Tarot is Cardboard
I get kind of creeped out when people talk about their tarot decks as if the cards were alive. It seems to reduce this book of spiritual wisdom in picture form to something superstitious and silly.
But often you'll hear tarotists say that their cards are mad at them, or their cards won't speak to them. I know what they mean when they say things like this, but it always makes me wonder if they really believe that seventy-eight pieces of cardboard have "special powers."
Many cultures make inanimate objects sacred. Islam has strict protocols regarding the treatment of each copy of the Koran.

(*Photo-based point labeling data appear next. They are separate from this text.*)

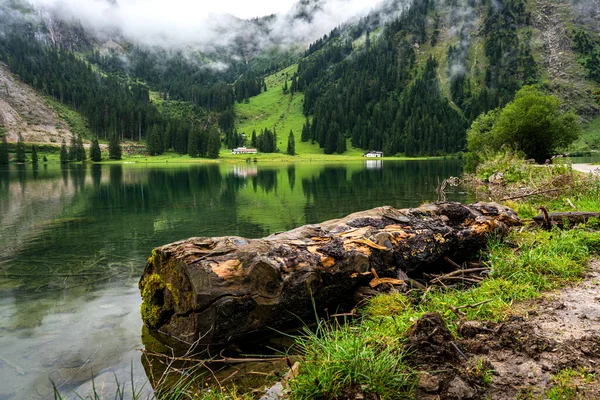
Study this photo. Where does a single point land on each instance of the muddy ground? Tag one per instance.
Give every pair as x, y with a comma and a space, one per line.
520, 356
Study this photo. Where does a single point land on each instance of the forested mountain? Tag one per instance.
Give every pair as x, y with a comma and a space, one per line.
407, 78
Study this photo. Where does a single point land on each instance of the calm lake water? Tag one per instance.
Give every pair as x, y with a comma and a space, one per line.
73, 244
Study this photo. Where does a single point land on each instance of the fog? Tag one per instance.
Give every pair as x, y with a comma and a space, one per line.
192, 23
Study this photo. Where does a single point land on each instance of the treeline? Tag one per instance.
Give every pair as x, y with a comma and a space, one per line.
265, 141
511, 63
378, 98
249, 86
175, 75
111, 107
588, 45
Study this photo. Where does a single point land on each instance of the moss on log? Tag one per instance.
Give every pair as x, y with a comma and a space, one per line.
220, 289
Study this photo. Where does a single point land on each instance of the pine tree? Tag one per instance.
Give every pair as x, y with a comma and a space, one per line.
305, 131
34, 156
155, 142
285, 86
81, 156
95, 153
3, 151
21, 157
291, 150
193, 143
341, 143
64, 153
114, 147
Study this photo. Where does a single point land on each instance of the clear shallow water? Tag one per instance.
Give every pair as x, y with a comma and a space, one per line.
73, 243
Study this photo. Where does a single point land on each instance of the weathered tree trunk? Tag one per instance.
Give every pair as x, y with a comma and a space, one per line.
219, 289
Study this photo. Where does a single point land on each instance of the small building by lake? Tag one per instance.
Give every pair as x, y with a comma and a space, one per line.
244, 150
373, 154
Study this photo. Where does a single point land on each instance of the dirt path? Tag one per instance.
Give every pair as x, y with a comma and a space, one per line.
587, 168
522, 355
563, 331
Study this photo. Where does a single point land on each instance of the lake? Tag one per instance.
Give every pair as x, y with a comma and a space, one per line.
74, 242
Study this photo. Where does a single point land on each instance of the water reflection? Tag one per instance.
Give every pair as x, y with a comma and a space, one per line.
75, 239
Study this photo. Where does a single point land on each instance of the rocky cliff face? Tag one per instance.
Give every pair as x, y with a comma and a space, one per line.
24, 112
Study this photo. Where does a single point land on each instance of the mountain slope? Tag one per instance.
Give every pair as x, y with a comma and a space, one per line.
408, 78
24, 112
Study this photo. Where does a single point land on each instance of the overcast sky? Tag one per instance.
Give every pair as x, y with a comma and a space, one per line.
241, 8
204, 23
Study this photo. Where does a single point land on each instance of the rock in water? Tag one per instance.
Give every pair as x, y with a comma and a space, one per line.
219, 289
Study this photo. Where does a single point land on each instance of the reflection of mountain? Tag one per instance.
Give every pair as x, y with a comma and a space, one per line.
373, 164
399, 184
29, 200
79, 238
244, 170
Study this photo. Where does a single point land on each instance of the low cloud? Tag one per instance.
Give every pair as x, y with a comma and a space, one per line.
179, 24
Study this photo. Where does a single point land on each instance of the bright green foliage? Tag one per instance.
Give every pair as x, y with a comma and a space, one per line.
155, 141
64, 153
95, 153
34, 155
203, 142
572, 384
21, 157
76, 150
3, 151
114, 148
266, 142
291, 150
81, 156
341, 357
214, 144
532, 123
305, 131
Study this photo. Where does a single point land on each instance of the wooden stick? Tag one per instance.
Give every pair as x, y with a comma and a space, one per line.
455, 265
468, 279
531, 194
224, 360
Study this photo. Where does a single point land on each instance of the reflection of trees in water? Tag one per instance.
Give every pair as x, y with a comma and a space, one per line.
292, 176
332, 195
265, 179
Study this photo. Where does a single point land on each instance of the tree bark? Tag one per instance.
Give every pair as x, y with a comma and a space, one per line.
219, 289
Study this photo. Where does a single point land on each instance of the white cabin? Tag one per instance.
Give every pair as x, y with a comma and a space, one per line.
374, 154
244, 150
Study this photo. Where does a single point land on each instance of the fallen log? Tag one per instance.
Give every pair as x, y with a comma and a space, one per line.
215, 290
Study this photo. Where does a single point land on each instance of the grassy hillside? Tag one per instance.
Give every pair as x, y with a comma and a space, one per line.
590, 139
275, 109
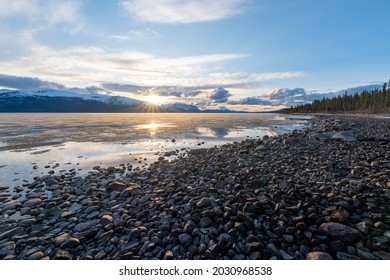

And here's the thing that confuses people. Tarot IS sacred. That is, the images, the symbols, the archetypes, the lessons and the process of tarot are sacred.
To me, tarot is like a telephone. When I use my phone to talk with someone I love I am grateful for that ability. But I don't love my phone, and I don't tell my friends what my phone said. I appreciate my phone, and I tell my friends the sweet things my honey said. To me, this is an important distinction.
Like the phone, tarot is a tool. Tarot is a tool that allows us to communicate with Spirit, with our Higher Selves and with the unconscious and subconscious mind. Tarot allows us to communicate with angels and with animals. Tarot teaches us how to communicate with one another. That's pretty powerful stuff.
And tarot is also seventy-eight pieces of cardboard.